Tomber amoureux comme on perd pied aevc Dumomi The Jig sur « Walls »

Tomber amoureux comme on perd pied aevc Dumomi The Jig sur « Walls »
  • Publishednovembre 3, 2025

Je n’avais pas prévu d’être touché. Walls a commencé par une pulsation — une de ces caresses rythmées typiques de Lagos, un battement discret mais chaud, comme un cœur qui reprend vie sous les doigts d’un autre. Et puis la voix de Dumomi The Jig s’est glissée à l’intérieur, non pas pour chanter l’amour, mais pour le rendre palpable, presque tangible, comme une lumière qui filtre à travers une peau encore fermée.

Ce morceau n’a rien d’un banger Afrobeat calibré pour les clubs. Il murmure plutôt qu’il ne crie, avance à pas feutrés, préférant la sincérité à l’effet. Dumomi ne cherche pas la perfection — il cherche la vérité. On sent chez lui cette tension entre la pudeur britannique et l’exubérance nigériane : un tiraillement doux, presque poétique, entre deux continents, deux rythmes, deux manières d’aimer. Sa voix porte cette dualité : un timbre feutré, presque timide, qui s’éclaire parfois d’un éclat de chaleur brute, comme un rayon traversant la pluie.

L’instrumentation suit ce mouvement intérieur. La guitare joue le rôle du confident, légère, fragile, presque translucide. Le beat, lui, respire lentement, sans jamais s’imposer. Tout est question d’équilibre — un groove à mi-voix, une mélodie suspendue dans un espace-temps moelleux où rien n’est forcé. On pense à la sensualité de Fireboy DML, à la tendresse d’Oxlade, mais Dumomi The Jig garde sa singularité : celle d’un producteur qui ne fait pas de la musique pour plaire, mais pour guérir.

Walls est une confession sans mise en scène. Dumomi parle de ces murs qu’on dresse pour se protéger du monde, jusqu’à ce qu’une présence vienne, sans prévenir, les fissurer.
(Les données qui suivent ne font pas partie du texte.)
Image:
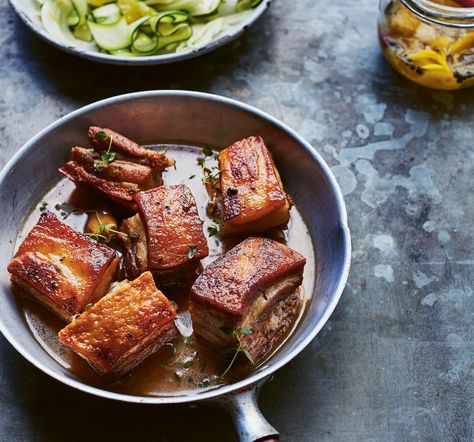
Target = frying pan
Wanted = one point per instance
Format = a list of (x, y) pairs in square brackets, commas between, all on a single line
[(193, 118)]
Ce n’est pas une histoire d’amour au sens romantique — c’est une épiphanie. Le moment précis où le cœur comprend qu’il n’a plus peur.

Ce que j’aime dans ce titre, c’est cette manière d’être à contre-courant de tout. Pas d’effet pyrotechnique, pas de hook surproduit, juste un souffle, une ligne mélodique, et cette impression que quelque chose en nous s’ouvre lentement. L’écoute devient presque tactile. On ne danse pas, on s’abandonne.

Walls s’écoute comme on regarde quelqu’un dormir après l’avoir trop longtemps cherché. C’est intime, désarmant, d’une beauté discrète mais persistante. Et c’est peut-être ça, le vrai luxe dans la musique d’aujourd’hui : un morceau qui ne s’impose pas, mais qui reste, comme une empreinte, quelque part entre la peau et la mémoire.